Whether or not this behavior is practical for your operation will have to be assessed for individual cases. BI is in any case constructed so that nonexistent objects cannot by included in an aggregation, and thus cannot be missed, because all BI rules work — as already explained above — exclusively with search patterns.
13. Notifications, BI as a service
13.1. Active Checks or Data Source Programs
Can you actually notify of state changes in BI aggregations? Well — that’s not directly-possible at first, since BI exists exclusively in the GUI and has no relation to the actual monitoring. But you can turn BI aggregations into normal services, and these can in turn of course trigger notifications. There are two possibilities:
Using the data source program Check state of BI Aggregations
With Active Checks of the Check State of BI Aggregation type
13.2. Notifications via a data source program
We will start with the data source program method, because this is always good if you wish to generate more than a handful of aggregations as services. You will find the appropriate rule set under Setup > Agents > Other integrations > BI Aggregations:
Here you can even specify different options for which hosts the services should be added. You do not necessarily have to stick to the host which is running the data source program (Assign to the querying host). It is also possible to assign to the hosts which are affected by the aggregation (Assign to the affected hosts). That however only makes sense if it concerns only a single Host. Regular expressions and substitutions can make you even more flexible with assignments. The whole thing is then performed via the piggyback mechanism.
Important: If the host to which you assign this rule should continue to be monitored through the normal agent, ensure in its settings that Agent and data source programs are run:
13.3. Notifications via an active check
Notification with an active check is more or less the more direct way, and it requires no artificial 'helper host' when executing the data source program, since it has to query each unit individually, but with larger numbers of aggregations it is significantly less efficient and also more complicated to set up.

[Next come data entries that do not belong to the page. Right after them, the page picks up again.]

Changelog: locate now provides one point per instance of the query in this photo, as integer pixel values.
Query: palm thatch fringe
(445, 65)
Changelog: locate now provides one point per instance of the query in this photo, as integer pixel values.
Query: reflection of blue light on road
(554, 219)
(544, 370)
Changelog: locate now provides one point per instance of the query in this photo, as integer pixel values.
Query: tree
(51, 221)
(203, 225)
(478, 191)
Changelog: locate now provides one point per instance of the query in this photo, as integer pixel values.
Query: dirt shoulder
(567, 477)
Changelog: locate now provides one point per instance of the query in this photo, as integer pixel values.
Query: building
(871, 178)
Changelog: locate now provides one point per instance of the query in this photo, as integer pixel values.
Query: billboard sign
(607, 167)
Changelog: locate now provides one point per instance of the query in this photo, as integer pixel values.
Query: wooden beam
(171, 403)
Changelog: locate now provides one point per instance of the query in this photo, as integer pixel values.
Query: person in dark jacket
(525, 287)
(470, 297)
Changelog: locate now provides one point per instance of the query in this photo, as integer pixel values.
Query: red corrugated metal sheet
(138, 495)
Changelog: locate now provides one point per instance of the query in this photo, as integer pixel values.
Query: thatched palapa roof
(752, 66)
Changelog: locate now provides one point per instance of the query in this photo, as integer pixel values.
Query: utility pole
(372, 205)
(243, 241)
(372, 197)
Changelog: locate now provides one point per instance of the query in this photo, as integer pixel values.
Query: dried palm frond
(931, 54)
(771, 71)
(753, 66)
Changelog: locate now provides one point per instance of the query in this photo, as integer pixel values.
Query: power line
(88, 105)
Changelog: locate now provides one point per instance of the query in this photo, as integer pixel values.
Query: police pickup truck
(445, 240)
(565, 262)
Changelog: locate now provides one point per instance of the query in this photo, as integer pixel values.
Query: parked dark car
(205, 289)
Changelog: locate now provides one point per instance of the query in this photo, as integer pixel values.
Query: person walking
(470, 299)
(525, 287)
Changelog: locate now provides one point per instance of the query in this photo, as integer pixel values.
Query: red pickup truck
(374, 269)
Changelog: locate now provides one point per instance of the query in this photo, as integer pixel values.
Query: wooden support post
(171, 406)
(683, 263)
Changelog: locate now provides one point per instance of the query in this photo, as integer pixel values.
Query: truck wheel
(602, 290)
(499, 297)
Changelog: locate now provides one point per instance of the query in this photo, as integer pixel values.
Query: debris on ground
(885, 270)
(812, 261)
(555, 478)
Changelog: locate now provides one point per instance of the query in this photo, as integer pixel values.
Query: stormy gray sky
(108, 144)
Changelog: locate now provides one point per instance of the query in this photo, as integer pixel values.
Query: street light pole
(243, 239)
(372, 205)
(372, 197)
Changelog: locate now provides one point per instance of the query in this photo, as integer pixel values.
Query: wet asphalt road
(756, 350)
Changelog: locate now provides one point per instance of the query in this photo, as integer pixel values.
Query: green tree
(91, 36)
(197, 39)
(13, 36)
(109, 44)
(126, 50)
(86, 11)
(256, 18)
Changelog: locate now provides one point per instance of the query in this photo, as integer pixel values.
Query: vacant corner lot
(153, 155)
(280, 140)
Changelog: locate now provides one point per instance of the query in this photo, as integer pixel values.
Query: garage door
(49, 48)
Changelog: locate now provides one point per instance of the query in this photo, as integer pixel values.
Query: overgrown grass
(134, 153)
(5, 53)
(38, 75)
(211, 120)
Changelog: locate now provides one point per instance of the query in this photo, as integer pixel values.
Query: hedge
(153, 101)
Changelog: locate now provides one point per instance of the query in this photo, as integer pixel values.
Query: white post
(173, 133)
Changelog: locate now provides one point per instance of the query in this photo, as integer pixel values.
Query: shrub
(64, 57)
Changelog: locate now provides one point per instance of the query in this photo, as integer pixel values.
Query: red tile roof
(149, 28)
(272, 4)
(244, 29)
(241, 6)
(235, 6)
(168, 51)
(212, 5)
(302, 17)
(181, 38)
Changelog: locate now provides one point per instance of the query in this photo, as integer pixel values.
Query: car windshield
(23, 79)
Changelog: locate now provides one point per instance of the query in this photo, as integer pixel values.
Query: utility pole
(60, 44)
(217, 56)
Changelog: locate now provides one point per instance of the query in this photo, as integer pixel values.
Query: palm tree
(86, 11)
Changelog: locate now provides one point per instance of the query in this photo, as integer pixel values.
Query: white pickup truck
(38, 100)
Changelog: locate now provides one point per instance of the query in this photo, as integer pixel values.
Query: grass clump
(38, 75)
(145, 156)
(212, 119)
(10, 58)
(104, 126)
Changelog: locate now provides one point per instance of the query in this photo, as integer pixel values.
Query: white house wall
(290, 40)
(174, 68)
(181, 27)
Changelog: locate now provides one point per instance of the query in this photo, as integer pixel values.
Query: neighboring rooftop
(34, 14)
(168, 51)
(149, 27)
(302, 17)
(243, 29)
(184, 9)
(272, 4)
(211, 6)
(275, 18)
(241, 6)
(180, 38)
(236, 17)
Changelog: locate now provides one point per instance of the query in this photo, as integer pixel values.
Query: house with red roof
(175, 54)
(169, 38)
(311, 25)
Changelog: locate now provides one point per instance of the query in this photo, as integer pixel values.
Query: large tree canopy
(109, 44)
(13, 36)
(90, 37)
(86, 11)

Putting it all simply: There is an active check which can retrieve the state of BI aggregations using HTTP from the REST API of Checkmk. You can easily set this up with the Setup > Services > Other services > Check State of BI Aggregation rule set:
Note the following:
Enable this rule only for the host that should receive the corresponding new BI service.
The URL must be the one that allows this host to access the Checkmk GUI.
The user must be an automation user — only such users may call the REST API. The
automation
user offers itself here as it is always created automatically for such purposes.At Automation Secret enter user’s Automation secret for machine accounts, which you find in the configuration mask of the user properties (only if you use another automation user than
automation
).
In the example Automatically track downtimes of aggregation is activated. Strictly speaking, this means the scheduled downtimes — thus the planned maintenance times. This will make the new active service automatically get a maintenance time, even if the BI aggregation also does this!
The new service then shows — with a delay of up to one
Check Interval of course — the state of the unit.
The example shows the BI-Check on the host srv-mys-1
:
As usual you can assign this service to contacts and use it as a basis for a notifications.